William is thirteen…and yes, we have our times. Some are just down right defiance and others are simply misunderstandings. I had lunch today with Craig…he talked about the love he has for his wife, the plans for their delivery, the hard work he endures to provide for them…the love he has for life. I am blessed to have this time. Blessed as it strengthens our relationship and also because it reminds me of how this turbulent time with William will eventually blossom into an adult relationship where we are equal…as Craig and I are…and my girls, too.

I went back into my journal for September 16th, 2001 where Craig was seventeen…or there bouts…I found this poem I had written…
There's a strong silence
Can you hear it? It's deafening.
Piercing my ears
I go from room to room trying to get clear of it.
No matter what, I can't escape it.
I think if maybe I open my mouth
I could scare the silence away
But no words come.
Engulfing me, as my heart despairs,
Afraid I will never speak again
Living with this booming silence
as my background sound for life.

Yes, about silence I was experiencing from Craig in his turbulent years…it has a familiar tune…to the writing of today…and I am reminded after having lunch with the same person…so many years later…this too with William will pass.

“Do not go where the path may lead; go instead where there is no path and leave a trail” --Written June 3, 2007

I have completed my Criminal Justice Associates Degree!

I will graduate in absentia because I do not want to drive to Louisville to walk...I maintained a 4.0 throughout my courses. For all of you who prayed me through, encouraged me along the way, had to listen to me say, "I'm sorry but I can't talk right now, I have to work on this paper," or I can't have company right now, I've got to submit this paper before I go to work"...I thank you for your care, consideration and patience.
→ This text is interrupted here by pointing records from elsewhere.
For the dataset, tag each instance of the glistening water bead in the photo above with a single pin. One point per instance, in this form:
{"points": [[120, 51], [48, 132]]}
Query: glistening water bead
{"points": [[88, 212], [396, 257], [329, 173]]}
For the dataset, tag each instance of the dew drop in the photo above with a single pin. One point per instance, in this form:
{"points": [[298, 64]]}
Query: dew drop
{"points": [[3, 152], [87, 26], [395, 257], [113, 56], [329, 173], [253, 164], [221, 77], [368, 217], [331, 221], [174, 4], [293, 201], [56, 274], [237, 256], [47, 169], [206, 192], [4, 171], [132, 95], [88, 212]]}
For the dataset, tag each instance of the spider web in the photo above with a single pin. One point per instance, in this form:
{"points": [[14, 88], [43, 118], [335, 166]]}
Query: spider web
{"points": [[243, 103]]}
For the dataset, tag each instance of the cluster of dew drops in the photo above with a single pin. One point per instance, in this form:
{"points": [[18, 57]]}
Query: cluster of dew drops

I know I have missed out on so much. I wonder if my life will ever be the same again. I must add that I would not have been able to accomplish this task if it weren't for Papa's constant encouragement and making up for my inability to carry on with my normal duties. He has seen me at my worst, to the point of almost pulling my hair out over papers due. He has calmed me and lit a fire under me as needed. It has indeed made our marriage stronger. He should get a degree out of this, too!

(My choice for the title stems from the fact that my father, my mother, two sisters or brother has not ever obtained a degree.)